2. ANATOMI FISIOLOGI
a. Anatomi
Appendiks merupakan organ yang berbentuk tabung
dengan panjang kira-kira 10 cm dan berpangkal pada sekum.
Appendiks pertama kali tampak saat perkembangan embriologi
minggu ke delapan yaitu bagian ujung dari protuberans sekum.
Pada saat antenatal dan postnatal, pertumbuhan dari sekum
yang berlebih akan menjadi appendiks yang akan berpindah dari
medial menuju katup ileocaecal.
Pada bayi appendiks berbentuk kerucut, lebar pada
pangkal dan menyempit kearah ujung. Keadaan ini menjadi
sebab rendahnya insidens Apendisitis pada usia tersebut.

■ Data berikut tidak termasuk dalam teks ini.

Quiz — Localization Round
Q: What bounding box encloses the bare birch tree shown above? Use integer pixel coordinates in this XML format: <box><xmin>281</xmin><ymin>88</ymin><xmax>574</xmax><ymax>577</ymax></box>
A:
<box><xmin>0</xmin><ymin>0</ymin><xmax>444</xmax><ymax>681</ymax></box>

Appendiks memiliki lumen sempit di bagian proksimal dan
melebar pada bagian distal. Pada appendiks terdapat tiga tanea
coli yang menyatu dipersambungan sekum dan berguna untuk
mendeteksi posisi appendiks. Gejala klinik Apendisitis
ditentukan oleh letak appendiks. Posisi appendiks adalah
retrocaecal (di belakang sekum) 65,28%, pelvic (panggul)
31,01%, subcaecal (di bawah sekum) 2,26%, preileal (di depan
usus halus) 1%, dan postileal (di belakang usus halus) 0,4%,
seperti terlihat pada gambar dibawah ini.

Appendiks pada saluran pencernaan (Gambar 2.1)


           Posisi Appendiks (Gambar 2.2)
b. Fisiologi
Appendiks menghasilkan lendir 1-2 ml per hari. Lendir itu
secara normal dicurahkan ke dalam lumen dan selanjutnya
mengalir ke sekum. Hambatan aliran lendir di muara appendiks
tampaknya berperan pada patogenesis Apendisitis.
Imunoglobulin sekretoar yang dihasilkan oleh Gut Associated
Lymphoid Tissue (GALT) yang terdapat disepanjang saluran
cerna termasuk appendiks ialah Imunoglobulin A (Ig-A).
Imunoglobulin ini sangat efektif sebagai pelindung terhadap
infeksi yaitu mengontrol proliferasi bakteri, netralisasi virus,
serta mencegah penetrasi enterotoksin dan antigen intestinal
lainnya. Namun, pengangkatan appendiks tidak mempengaruhi
sistem imun tubuh sebab jumlah jaringan sedikit sekali jika
dibandingkan dengan jumlah di saluran cerna dan seluruh tubuh.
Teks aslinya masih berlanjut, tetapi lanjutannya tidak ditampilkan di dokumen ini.